Admittedly, there are lots of other ways, probably better, to spend $1 billion. They could build a new park. They could overhaul all the parks, and even add a few new attractions. But, think about this. Attendance at the parks over the last decade has grown on average at a steady 3%. That means in 5 years we could be seeing an additional 10 million visitors at WDW, and in 10 years it could be more than 17 million more people or 65 million. For more on this, be sure to check out an earlier article I wrote, Nobody goes there anymore, it’s too crowded with some interesting break-downs of the data. Well, interesting to me at least.
One last thought about transportation and the NextGen budget. Transportation at WDW got a lot of bad publicity last year, due to the tragic accident on the monorail that occured in July and then some other incidents which were minor, but made the news nonetheless. I’m not suggesting that the monorails be replaced, or that a PRT system is necessarily the answer to solving all the problems. However, if they spent money on anything, I would like to see it spent on improving the monorail system(s). Reading some of the various comments across the web, lead me to believe that the system has fallen behind in some of the technology used to manage the trains. Perhaps some of the budget for NextGen could be directed towards upgrading these systems, and maybe even buying some new trains, if needed.

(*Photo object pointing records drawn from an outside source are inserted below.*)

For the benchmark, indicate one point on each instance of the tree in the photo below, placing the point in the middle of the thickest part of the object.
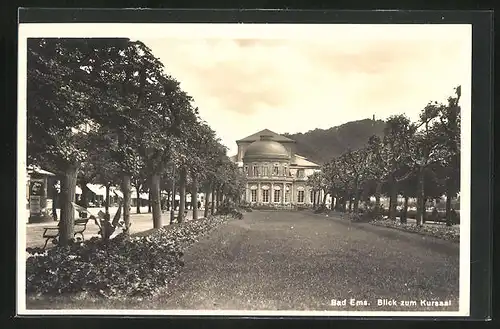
(58, 100)
(389, 158)
(449, 128)
(356, 164)
(424, 153)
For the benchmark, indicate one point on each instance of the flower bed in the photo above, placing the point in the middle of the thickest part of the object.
(442, 231)
(125, 266)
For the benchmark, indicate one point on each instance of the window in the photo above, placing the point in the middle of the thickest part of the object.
(253, 196)
(265, 196)
(300, 196)
(276, 170)
(266, 170)
(255, 171)
(277, 196)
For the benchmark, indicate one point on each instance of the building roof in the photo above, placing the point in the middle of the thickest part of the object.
(266, 149)
(266, 132)
(38, 170)
(301, 161)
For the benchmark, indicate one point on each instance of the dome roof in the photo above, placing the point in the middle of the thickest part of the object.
(265, 149)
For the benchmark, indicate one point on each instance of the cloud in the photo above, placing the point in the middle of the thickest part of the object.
(243, 85)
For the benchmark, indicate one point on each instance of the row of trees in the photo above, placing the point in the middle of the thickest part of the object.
(415, 159)
(104, 111)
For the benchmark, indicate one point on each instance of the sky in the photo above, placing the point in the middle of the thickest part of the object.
(243, 84)
(294, 78)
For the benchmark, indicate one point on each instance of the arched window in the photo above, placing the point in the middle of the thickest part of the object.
(276, 169)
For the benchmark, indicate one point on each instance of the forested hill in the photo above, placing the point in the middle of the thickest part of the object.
(321, 145)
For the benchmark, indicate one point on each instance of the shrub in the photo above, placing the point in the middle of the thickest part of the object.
(436, 230)
(124, 266)
(229, 208)
(321, 209)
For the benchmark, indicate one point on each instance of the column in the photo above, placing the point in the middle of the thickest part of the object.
(271, 194)
(283, 194)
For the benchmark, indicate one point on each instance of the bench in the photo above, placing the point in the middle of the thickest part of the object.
(52, 233)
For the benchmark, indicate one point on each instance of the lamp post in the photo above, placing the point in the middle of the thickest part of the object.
(172, 206)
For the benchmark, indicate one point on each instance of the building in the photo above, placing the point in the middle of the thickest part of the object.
(276, 174)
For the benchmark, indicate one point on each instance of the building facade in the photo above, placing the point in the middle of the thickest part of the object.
(276, 175)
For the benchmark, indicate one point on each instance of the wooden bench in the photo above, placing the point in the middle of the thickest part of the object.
(52, 233)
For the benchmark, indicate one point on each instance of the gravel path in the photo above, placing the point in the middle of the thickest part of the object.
(301, 261)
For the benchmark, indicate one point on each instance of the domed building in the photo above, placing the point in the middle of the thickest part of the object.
(275, 173)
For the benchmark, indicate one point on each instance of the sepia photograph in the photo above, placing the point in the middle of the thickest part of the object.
(244, 169)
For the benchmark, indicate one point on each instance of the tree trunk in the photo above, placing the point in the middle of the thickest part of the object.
(378, 192)
(420, 198)
(154, 195)
(212, 206)
(68, 188)
(393, 200)
(126, 201)
(194, 196)
(404, 212)
(356, 197)
(55, 200)
(106, 204)
(182, 195)
(424, 216)
(169, 195)
(149, 200)
(449, 219)
(138, 203)
(84, 202)
(208, 193)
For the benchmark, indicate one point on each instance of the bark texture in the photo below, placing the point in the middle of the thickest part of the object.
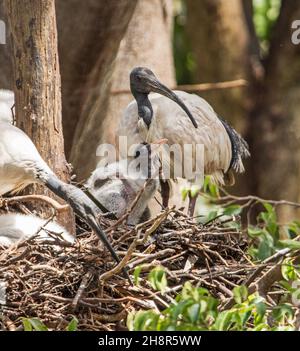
(274, 118)
(37, 82)
(147, 42)
(6, 75)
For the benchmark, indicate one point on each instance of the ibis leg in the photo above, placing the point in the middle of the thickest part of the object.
(192, 204)
(165, 193)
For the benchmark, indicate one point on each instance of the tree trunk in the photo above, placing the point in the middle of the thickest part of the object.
(6, 80)
(92, 104)
(154, 51)
(88, 44)
(37, 82)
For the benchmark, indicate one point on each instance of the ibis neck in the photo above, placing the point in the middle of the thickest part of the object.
(145, 110)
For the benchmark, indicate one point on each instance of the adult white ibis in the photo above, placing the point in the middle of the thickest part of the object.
(117, 184)
(15, 227)
(182, 119)
(21, 165)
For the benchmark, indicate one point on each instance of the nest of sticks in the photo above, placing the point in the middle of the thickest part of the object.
(55, 281)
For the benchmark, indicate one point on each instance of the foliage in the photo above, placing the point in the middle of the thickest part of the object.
(35, 324)
(266, 234)
(195, 309)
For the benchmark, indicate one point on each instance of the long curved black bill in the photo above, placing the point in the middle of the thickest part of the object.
(84, 207)
(159, 88)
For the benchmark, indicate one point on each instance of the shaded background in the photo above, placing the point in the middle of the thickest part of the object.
(184, 42)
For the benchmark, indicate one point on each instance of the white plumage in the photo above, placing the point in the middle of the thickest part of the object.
(21, 165)
(183, 119)
(169, 121)
(16, 227)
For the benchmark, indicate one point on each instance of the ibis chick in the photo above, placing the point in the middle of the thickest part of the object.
(116, 185)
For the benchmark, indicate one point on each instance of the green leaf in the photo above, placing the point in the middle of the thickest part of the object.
(289, 243)
(158, 280)
(232, 210)
(282, 311)
(193, 312)
(240, 294)
(136, 274)
(254, 232)
(184, 193)
(224, 321)
(288, 270)
(26, 324)
(34, 323)
(194, 190)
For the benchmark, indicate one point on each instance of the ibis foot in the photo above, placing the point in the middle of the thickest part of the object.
(165, 192)
(192, 204)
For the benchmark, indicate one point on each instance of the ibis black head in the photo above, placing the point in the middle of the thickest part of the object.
(142, 83)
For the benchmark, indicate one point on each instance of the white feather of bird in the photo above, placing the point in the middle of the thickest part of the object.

Update: Television station, WESH in Orlando reported today (01/27/10) that President Obama is set to announce federal funding for a High Speed rail project in central Florida on Thursday. Could part of WDWs NextGen plas include linking a new internal transit system to the soon to be announced High Speed Rail? Disney previously stated they would provide up to 50 acres of land for a station in the area believed to be somewhere between ESPN Wide World of Sports and Pop Century, to the south of Osceola Parkway. If a new station is built for the High Speed Rail, they will certainly need a way to move people to and from this station. They could conceivably do it using a PRT or even with a Monorail extension. Regardless of whether they choose any of these, they should probably get started now so they can have this new expanded system ready for when the line is completed.